Alibaba already has a e-commerce presence in Russia. On Tuesday, it agreed to take a 48% stake in a new joint venture, to be called AliExpress Russia. The rest of the new company will be held by Mail.Ru, MegaFon, Russia's second-largest telecommunications firm, and RDIF, the Russian state-own investor. Alibaba will receive MegaFon's existing 10% stake in Mail.Ru as part of the transaction.
The joint venture will provide Alibaba's 600 million online merchants with access to almost 100 million users of Mail.Ru's Vkontakte, the partners said. Shareholders said all payments would be processed in Russia, while most of the traded products are likely to be imported from China.
"This is going to create an entire new ecosystem of e-commerce, which will improve the choice and access to products for Russian consumers," said Mail.Ru's Chief Executive Boris Dobrodeev. "In Russia, there's hasn't been a big, local e-commerce player. This is going to be the one."
While the exact shape of the venture remains under discussion, AliExpress Russia shareholders said they envision a consumer-focused platform, similar to Amazon.com or Alphabet Inc.'s Google in the U.S.

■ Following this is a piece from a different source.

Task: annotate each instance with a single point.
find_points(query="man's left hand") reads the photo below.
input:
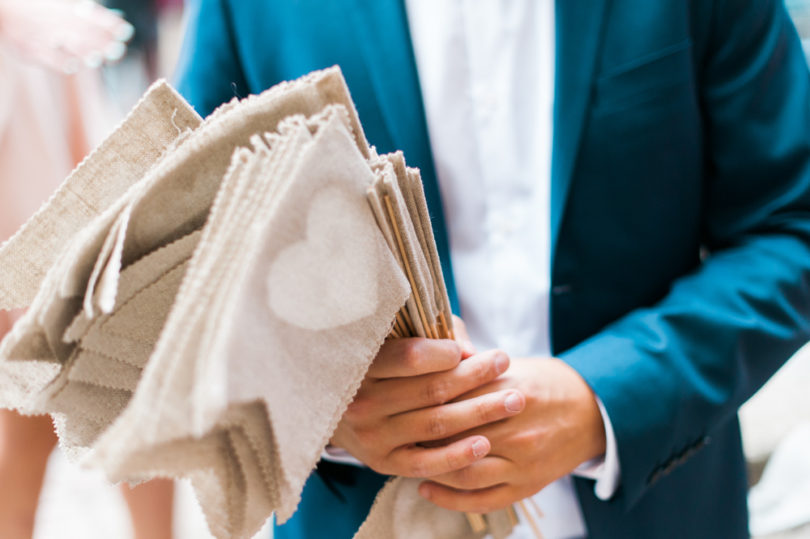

"This is a big breakthrough for the Russian digital market," said Alibaba's Mr. Evans. He said that the deal received the blessing of the company's outgoing founder, Jack Ma. Earlier this week, Mr. Ma said he was stepping down as Alibaba's executive chairman.
E-Commerce penetration in Russia is still around 3%, compared with about 15% in China, providing ample room for growth, according to Mr. Dobrodeev. Western online shopping giants like Amazon and Walmart Inc. have limited presence in Russia, creating opportunities for a local champion, he said.
Russia has turned to Chinese money to help fill the void left by a dearth of Western investors, amid Moscow's most-serious confrontation with the U.S. and its European allies since the Cold War. The West has in recent years slapped a series of increasingly biting economic sanctions on Russian individuals and companies seen as close to Mr. Putin, including some of Russia's most high profile businesspeople and companies.
Chinese investors have been cautious, but Beijing has plowed billions of dollars into companies and projects controlled by the Kremlin or by allies of Mr. Putin. China has become a big customer for Russian hydrocarbons and weapons.